Well, as I said in the previous post, I’m leaving my hideaway/retreat mode and popping over to Vancouver for a short spell to help out at a Summer School. It’s the PIMS (Pacific Institute for Mathematical Sciences) Summer School on Particles, Fields, and Strings. I’m giving four lectures on some of the techniques in string theory that it helps to know in order to do some of the fun things we do to get at interesting physics (such as the topic of the post before). My title is something like “Perturbative and non-perturbative string theory”, and I’ve no clue what the level of the students really is, so goodness knows how far I will get in four one hour lectures. But it does not hurt to try. I’ll be laying the groundwork for several of the lecturers who will be talking about the more advanced stuff closer to their research work, and so I hope to at least help the students gain confidence with ideas and language that will show up all over the place in the two weeks following my presentations.

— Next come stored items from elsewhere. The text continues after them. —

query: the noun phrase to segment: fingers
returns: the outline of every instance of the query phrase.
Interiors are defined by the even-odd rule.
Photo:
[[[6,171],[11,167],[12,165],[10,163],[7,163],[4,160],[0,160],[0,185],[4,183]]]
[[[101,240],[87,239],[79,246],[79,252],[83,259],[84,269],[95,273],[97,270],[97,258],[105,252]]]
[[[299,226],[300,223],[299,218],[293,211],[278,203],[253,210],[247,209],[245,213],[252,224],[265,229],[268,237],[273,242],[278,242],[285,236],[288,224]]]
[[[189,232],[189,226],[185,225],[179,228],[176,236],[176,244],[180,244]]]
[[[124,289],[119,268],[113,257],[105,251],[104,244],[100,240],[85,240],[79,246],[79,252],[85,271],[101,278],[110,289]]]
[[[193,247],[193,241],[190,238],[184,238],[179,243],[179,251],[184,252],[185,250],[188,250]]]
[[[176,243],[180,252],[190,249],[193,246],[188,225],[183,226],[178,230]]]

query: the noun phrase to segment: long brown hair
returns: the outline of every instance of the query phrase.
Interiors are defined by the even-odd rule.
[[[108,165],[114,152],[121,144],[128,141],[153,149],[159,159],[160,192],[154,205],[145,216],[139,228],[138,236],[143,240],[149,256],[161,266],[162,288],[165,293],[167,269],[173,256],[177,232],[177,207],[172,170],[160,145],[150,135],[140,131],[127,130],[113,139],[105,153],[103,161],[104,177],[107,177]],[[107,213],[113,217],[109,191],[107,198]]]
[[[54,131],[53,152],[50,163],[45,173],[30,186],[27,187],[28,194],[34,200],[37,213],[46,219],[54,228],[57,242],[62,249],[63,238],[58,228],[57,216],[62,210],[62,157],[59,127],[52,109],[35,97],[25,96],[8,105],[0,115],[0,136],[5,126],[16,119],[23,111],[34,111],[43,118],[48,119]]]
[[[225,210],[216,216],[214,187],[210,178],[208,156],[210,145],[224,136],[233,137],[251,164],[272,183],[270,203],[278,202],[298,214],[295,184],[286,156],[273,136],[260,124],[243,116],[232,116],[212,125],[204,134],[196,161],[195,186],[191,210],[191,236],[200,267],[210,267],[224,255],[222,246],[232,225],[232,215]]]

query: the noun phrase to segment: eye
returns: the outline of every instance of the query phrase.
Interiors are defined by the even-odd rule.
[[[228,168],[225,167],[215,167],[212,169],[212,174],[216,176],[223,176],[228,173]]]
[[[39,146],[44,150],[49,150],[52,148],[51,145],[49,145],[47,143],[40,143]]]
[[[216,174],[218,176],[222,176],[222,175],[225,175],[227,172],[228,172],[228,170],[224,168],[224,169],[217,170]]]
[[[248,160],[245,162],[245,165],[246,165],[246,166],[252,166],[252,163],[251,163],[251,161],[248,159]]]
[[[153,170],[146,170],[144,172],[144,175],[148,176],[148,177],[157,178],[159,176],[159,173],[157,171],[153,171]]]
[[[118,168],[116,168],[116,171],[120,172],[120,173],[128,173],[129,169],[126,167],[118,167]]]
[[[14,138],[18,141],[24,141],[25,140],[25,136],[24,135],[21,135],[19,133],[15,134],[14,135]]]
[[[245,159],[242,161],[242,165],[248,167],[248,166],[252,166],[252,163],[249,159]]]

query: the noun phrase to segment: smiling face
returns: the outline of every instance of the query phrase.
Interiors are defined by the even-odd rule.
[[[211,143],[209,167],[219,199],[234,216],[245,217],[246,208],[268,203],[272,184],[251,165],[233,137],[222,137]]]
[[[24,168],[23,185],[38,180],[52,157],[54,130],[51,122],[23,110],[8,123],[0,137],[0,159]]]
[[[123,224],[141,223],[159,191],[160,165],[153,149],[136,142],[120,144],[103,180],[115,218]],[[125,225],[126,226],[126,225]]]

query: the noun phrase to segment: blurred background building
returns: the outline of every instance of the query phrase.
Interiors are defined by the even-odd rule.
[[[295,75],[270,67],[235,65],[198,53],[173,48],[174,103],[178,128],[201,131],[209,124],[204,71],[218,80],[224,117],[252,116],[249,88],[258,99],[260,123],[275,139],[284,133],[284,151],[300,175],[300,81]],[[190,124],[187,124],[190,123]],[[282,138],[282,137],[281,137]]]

So what will I cover? Well, I’m going to tailor things to the responses of the students as I go along, but my default plan is to go over the construction of the most commonly used string theories in the areas in question (the focus seems to be gauge/gravity duals and applications to strongly coupled systems such as quark-gluon plasmas, various condensed matter systems, and maybe also the new trapped atom applications that are getting going), uncovering ideas and techniques for extracting various bits of physics – emergence of gravity at low energy, T-duality, D-branes. Maybe a bit on how to organize certain computations involving D-branes, using the two well-trodden limits: A single D-brane described in terms of its world-volume fields, and many D-branes described in terms of their collective spacetime footprint. I doubt I’ll get much further, but that’s really the basic toolbox right there, with which a lot can be computed.
It’s always fun to be in Vancouver. Even though I won’t get to see any of the city this visit (just like last time, in the Spring when I came by to talk in a short and excellent workshop), the UBC research group and physicists from the surrounding area constitute a really excellent collection of people to spend time with, so it’s be good to see them again.